Certification of the Cyber Security maturity model has been included to be added to the major DoD contracts in 2020 as a uniform standard for “go / don’t go” decisions at the time of award. It requires that supply chain organizations from the Ministry of Defense undergo a CMMC audit by an official CMMC auditor. Basic hygiene is a series of precautions used to keep confidential data safe and protected from cyber attacks and theft. Certification of the maturity model for cybersecurity is naturally based on DFARS cybersecurity requirements when adding the certificate. CMMC Level 2 focuses on intermediate cyber hygiene, enabling organizations to create an adult-based advancement to move from Level 1 to Level 3.
However, the definition of each level and the path to the desired level of CMMC may not be clear. Because the organization can only implement these practices on an ad hoc basis, the process is not evaluated at this level. Documentation, unless directly specified in practice, is not required in ML 1. In addition to establishing the DIB supply chain, which will facilitate rigorous measurement of cybersecurity capabilities, the CMMC framework allows the Ministry of Defense to make informed risk decisions regarding the information it shares with DIB contractors. All this information will help build legitimate expectations in DIB partners
Levels 4 and 5 aim to increase CUI protection and reduce the risk of advanced persistent threats from advanced opponents. Requirements at this level are rigorous (information on event management and security, business continuity / disaster recovery plan and procedures), but are not inaccessible to small and medium businesses. The challenge is that it is necessary to meet the standard 100% to obtain certification. Organizations that do not fully meet this standard do not receive contracts where they can handle CUI Most small and medium-sized companies in the industrial defense base will seek certification in CMMC Level 3. This is the minimum level of certification required for all organizations working with CUI
It includes all security requirements specified in NIST SP 800 € 171, as well as additional practices of other standards and references. In addition, there are five maturity processes for each capacity domain, maturity level 1 to maturity level 5 . To achieve a certain CMMC level, an organization must demonstrate both technical practices and maturity processes defined at that level, as well as those of the previous lower levels.
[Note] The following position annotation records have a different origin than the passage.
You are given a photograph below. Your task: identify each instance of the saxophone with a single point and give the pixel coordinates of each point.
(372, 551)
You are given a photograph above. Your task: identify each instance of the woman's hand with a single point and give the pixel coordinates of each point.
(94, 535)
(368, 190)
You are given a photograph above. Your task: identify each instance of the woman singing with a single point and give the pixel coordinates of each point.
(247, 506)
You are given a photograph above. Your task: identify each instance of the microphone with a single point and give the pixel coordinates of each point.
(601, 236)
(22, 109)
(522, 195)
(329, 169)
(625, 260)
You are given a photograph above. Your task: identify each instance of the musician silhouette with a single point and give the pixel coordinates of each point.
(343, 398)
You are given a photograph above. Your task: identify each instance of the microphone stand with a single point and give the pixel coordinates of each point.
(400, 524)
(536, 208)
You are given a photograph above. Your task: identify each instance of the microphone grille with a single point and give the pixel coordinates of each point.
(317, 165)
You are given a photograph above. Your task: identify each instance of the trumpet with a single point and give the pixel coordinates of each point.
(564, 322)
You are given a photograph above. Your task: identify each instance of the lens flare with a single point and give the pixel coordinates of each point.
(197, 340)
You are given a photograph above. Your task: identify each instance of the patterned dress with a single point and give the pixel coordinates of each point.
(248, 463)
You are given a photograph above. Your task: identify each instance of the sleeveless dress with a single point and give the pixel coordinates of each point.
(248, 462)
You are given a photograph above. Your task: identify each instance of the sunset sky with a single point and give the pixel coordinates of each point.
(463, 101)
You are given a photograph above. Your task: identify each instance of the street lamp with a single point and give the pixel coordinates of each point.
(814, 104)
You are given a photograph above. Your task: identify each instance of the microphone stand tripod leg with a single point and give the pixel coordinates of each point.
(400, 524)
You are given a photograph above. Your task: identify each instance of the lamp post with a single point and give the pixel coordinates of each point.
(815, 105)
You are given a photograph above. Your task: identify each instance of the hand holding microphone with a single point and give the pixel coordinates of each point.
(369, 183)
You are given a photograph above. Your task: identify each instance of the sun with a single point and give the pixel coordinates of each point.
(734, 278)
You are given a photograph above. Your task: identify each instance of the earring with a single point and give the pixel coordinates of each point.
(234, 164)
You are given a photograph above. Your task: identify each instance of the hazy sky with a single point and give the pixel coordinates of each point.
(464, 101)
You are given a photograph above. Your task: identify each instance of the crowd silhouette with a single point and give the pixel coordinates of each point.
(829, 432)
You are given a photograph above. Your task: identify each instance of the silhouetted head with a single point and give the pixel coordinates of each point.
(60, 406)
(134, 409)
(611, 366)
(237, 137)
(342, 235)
Contractors must obtain certification before they can win future government contracts. CMMC 1.0 contrasts DFARS 7012 by forcing the requirement before granting or “refundable time”. Contractors will be evaluated based on the implementation of real technical controls in addition to their documentation and policies. These evaluations lead to a level certification of 1 to 5, with 5 being the safest.
CMMC practices are what most information security standards call “controls.”. Examples include verifying multiple factors, CUI end-to-end encryption, CMMC Compliance implementing the alert registry (more often through an incident and security event management solution) spam protection and sandboxing, and so on.